“Warning, the man who wrote this report is a big city faggot who thinks far too highly of himself and his non-existent music tastes. He hates you and your band because he has a hard time getting laid. Do not take him seriously.”
After the horrendous hippie shitshow from last week, Partyboy dragged our asses to the middle of nowhere for some fucking small town festival.
One of his redneck friends kept telling him to drive forward, even after we passed some confused peasants, horses, chickens and finally ended up at a dead end looking at wild pigs. The smell was an ominous sign of what I was getting myself into.
We arrived at the festival grounds, which was smaller than my backyard…just in time to see the whole crowd glued to the back, avoiding the sun like ugly trolls while Misantropia took it in the face.
The bassist was the only one feeling it, everyone else in the band looked like they were about to die of boredom, as was I.
My thoughts on this garbage can be found here as well.
After them, some Spanish guys played some dull death metal. They were called Rattle of Bones… they didn’t rattle anything for me but their boring music really rustled my jimmies.
More crusty punks followed with Come Cacos, I could smell them from the parking lot… and I thought the pig’s shit from earlier in the day was bad…

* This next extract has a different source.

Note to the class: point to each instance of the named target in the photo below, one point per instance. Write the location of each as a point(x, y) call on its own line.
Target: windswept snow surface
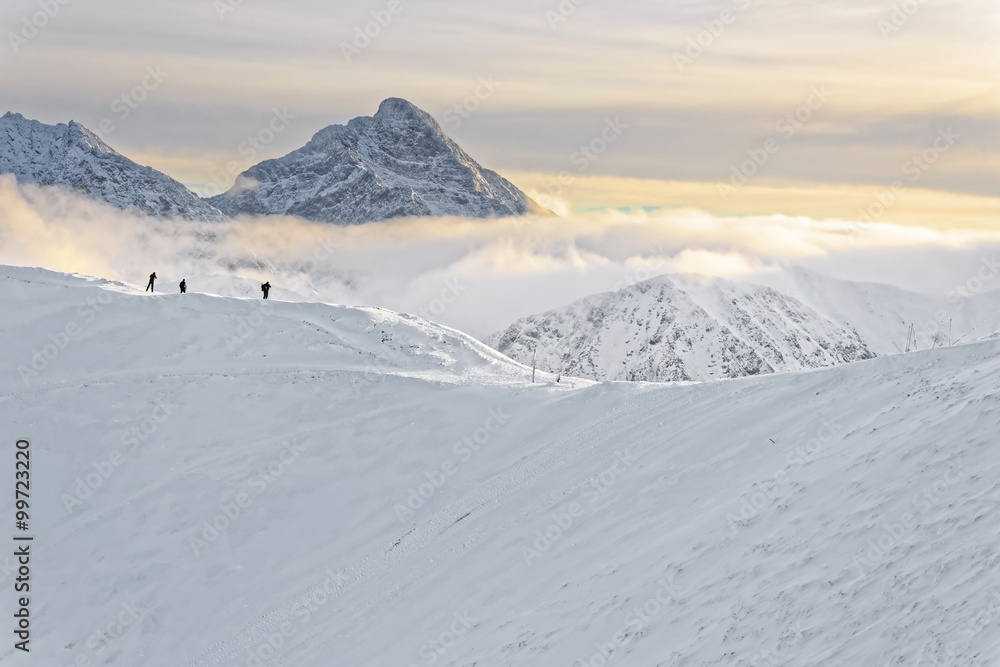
point(845, 516)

The vocalist went around doing his usual shenanigans… throwing kicks at people, telling us how much he hated us and that he wanted us to die. At least we can agree on something… too bad your music almost put me to sleep.
Nap time continued with Unfleshed as death metal kept on coming, continuously more boring and bland… or maybe it was all the shitty bands piling up on my brain and making my eyebrows heavier by the minute.
I watched Patrulha do Purgatório sitting down and leaning against something, I don’t remember what… All these pissful performances were putting me to sleep. These guys were even slower and more boring than all the other bands.
Sacred Sin followed… Just when I thought death metal couldn’t get shittier and slumber inducing…
Tarantula was so boring I slept through the whole thing, it didn’t even wake me up.
I regained consciousness as Malignant Tumour started playing. A total shitshow of drunken idiots flying around to the band’s unclear and dumb mix of rock and grind or whatever the fuck it is.
It was still tedious as shit, I slept for 9 full hours before coming to this festival, I was pumped full of energy but all the fucking bands and their music put me to sleep.
Why do they even sell drugs to help people sleep…? Just package this crap and sell it to pharmacies, works wonders! Or better yet, buy them a ticket for the next edition of Viseu Rockfest.